更新後に、すべてのglusterボリュームのオプションcluster.lookup-optimizeを無効にします。

# for volume in `gluster volume list`; do gluster volume set $volume cluster.lookup-optimize off; done

トラブルシューティング

  1. 自己修復プロセスは、各ハイパーコンバージドホストが再起動後に自動的に開始されます。コマンドで自己修復の状態を確認します。

    # gluster volume heal <volname> info summary

    自己修復のエントリーが長期間保留されている場合は、以下を確認してください。
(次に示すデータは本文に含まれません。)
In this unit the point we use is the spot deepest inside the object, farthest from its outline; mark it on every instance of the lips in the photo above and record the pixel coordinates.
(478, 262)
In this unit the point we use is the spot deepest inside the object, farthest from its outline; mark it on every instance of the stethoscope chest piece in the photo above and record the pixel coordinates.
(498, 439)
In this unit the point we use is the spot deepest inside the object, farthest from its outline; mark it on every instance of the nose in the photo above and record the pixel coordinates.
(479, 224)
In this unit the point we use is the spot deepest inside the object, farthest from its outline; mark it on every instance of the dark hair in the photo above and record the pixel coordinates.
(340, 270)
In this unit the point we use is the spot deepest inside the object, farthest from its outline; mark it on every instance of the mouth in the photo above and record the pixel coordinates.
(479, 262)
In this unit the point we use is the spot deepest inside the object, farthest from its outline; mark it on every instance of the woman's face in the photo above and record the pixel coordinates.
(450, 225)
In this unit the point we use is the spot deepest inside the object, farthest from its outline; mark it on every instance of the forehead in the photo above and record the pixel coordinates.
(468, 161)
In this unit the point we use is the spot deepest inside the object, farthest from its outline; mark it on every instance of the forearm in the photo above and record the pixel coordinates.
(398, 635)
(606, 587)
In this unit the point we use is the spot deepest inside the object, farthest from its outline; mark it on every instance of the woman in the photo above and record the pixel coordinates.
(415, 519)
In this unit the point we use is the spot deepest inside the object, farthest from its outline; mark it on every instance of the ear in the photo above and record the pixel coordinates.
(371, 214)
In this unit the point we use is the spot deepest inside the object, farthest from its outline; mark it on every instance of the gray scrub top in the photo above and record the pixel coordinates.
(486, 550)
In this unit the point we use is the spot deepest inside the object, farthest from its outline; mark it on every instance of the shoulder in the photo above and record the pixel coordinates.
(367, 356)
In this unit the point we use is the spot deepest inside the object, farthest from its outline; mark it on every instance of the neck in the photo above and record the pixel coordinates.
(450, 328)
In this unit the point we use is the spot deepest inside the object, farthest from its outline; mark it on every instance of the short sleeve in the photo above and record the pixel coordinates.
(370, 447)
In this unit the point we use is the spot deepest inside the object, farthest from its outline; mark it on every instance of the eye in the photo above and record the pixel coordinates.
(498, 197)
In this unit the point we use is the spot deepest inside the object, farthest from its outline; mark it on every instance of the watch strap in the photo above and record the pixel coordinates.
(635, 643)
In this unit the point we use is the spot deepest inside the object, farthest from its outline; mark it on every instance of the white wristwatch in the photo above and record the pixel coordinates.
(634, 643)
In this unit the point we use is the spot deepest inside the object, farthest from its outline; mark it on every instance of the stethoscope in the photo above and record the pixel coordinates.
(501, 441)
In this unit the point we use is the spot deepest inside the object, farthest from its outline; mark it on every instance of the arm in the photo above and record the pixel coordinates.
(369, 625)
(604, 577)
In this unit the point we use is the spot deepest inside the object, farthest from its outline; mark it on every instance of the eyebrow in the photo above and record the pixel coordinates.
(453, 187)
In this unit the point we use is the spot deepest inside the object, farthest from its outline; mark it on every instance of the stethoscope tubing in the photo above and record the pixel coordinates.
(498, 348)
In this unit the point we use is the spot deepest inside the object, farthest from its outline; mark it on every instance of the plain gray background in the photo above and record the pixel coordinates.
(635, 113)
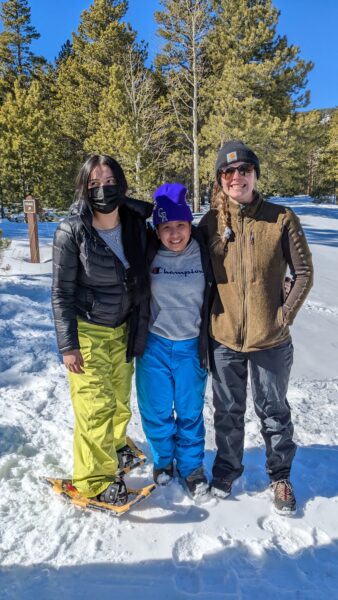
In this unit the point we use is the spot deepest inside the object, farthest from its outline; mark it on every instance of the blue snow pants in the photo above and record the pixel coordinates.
(170, 391)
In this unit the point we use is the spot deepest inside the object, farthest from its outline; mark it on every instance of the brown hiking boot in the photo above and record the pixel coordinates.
(284, 499)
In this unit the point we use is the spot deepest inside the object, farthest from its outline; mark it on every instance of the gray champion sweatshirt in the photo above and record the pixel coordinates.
(177, 288)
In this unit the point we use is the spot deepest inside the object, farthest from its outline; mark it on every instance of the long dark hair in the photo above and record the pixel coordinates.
(95, 160)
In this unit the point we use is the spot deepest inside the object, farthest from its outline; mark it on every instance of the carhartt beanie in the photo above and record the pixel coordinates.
(234, 151)
(171, 204)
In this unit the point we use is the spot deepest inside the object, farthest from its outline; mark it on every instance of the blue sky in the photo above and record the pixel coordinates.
(311, 25)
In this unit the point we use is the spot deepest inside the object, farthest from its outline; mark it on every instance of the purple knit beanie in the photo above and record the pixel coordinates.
(171, 204)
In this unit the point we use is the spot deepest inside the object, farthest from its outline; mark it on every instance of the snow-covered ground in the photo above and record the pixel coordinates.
(167, 548)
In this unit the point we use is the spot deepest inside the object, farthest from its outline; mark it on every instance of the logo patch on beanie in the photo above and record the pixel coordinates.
(162, 215)
(231, 156)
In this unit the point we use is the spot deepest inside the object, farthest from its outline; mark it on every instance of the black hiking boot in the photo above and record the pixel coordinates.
(116, 493)
(197, 485)
(220, 487)
(129, 457)
(164, 475)
(284, 498)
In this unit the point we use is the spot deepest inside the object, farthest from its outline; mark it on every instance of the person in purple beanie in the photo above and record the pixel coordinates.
(171, 375)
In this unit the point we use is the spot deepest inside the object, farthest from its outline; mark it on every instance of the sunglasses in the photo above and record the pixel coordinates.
(243, 170)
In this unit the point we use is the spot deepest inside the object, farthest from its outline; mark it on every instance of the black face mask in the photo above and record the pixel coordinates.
(104, 199)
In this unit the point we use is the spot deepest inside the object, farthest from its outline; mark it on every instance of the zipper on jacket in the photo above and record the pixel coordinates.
(241, 244)
(252, 255)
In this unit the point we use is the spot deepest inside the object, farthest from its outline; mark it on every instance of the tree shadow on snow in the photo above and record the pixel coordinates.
(12, 438)
(234, 572)
(314, 472)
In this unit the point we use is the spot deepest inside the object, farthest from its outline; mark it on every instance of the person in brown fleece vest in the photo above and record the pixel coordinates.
(252, 243)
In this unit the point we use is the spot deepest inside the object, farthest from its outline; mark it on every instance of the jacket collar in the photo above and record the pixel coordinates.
(248, 210)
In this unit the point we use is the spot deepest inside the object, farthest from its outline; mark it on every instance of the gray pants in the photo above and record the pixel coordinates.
(269, 372)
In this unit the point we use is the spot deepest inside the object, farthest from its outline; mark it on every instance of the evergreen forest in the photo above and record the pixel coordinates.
(222, 72)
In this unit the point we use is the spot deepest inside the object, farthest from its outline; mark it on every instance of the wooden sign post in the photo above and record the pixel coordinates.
(30, 209)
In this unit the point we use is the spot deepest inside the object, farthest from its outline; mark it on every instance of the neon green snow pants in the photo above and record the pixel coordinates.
(101, 403)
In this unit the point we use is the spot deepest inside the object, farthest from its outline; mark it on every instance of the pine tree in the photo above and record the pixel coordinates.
(16, 57)
(183, 24)
(256, 84)
(31, 158)
(132, 121)
(82, 78)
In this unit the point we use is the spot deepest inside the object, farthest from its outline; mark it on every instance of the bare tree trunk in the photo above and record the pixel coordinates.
(196, 200)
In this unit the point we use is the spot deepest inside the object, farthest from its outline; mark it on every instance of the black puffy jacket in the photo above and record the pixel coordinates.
(90, 282)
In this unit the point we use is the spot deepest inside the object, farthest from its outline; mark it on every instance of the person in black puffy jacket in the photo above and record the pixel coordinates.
(100, 297)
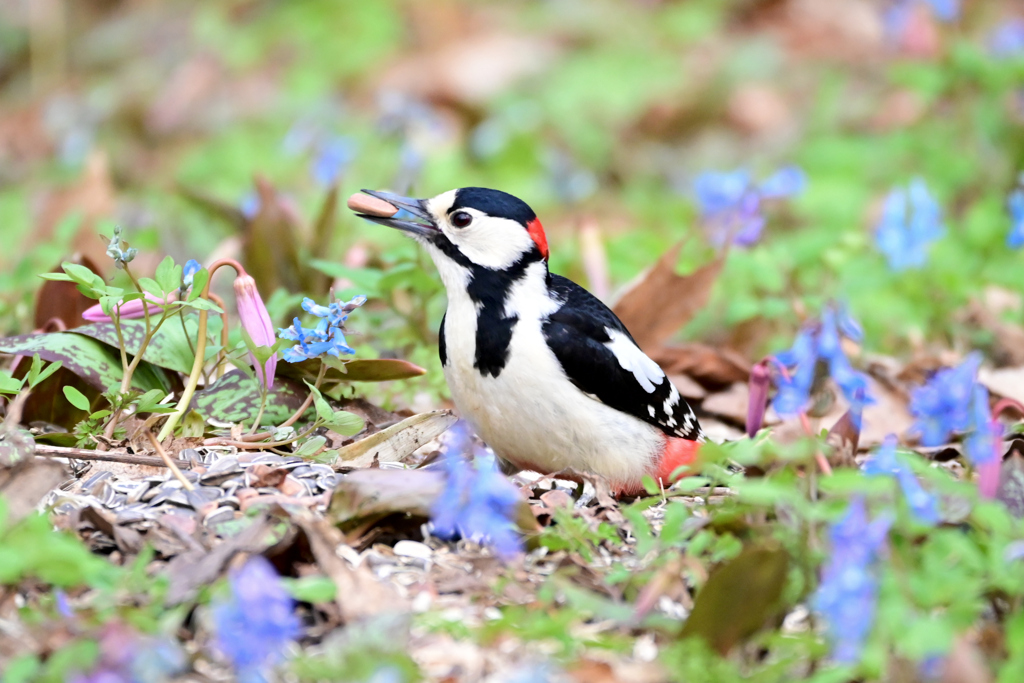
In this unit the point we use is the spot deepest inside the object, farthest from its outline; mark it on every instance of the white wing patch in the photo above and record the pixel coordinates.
(646, 372)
    1. Glusterネットワークが接続されている。

      # ip addr show <ethernet-interface>
    2. ボリューム内のすべてのブリックプロセスがアップしている。

      # gluster volume status <vol>

      ブリックのプロセスが停止していると報告されている場合は、ブリックが停止していると報告されているノードでglusterdサービスを再起動します。

      # systemctl restart glusterd
  2. Red Hat Virtualization ノードが起動できずにメンテナンスシェルで起動される場合には、原因の 1 つとして、不安定な LVM フィルターが一部の物理ボリューム (PV) を拒否していることが挙げられます。

    1. root のパスワードでメンテナンスシェルにログインします。
    2. 既存のLVMフィルターの設定を削除します。

      # sed -i /^filter/d /etc/lvm/lvm.conf
    3. ホストを再起動します。
    4. ノードが起動したら、LVMフィルタを再生成します。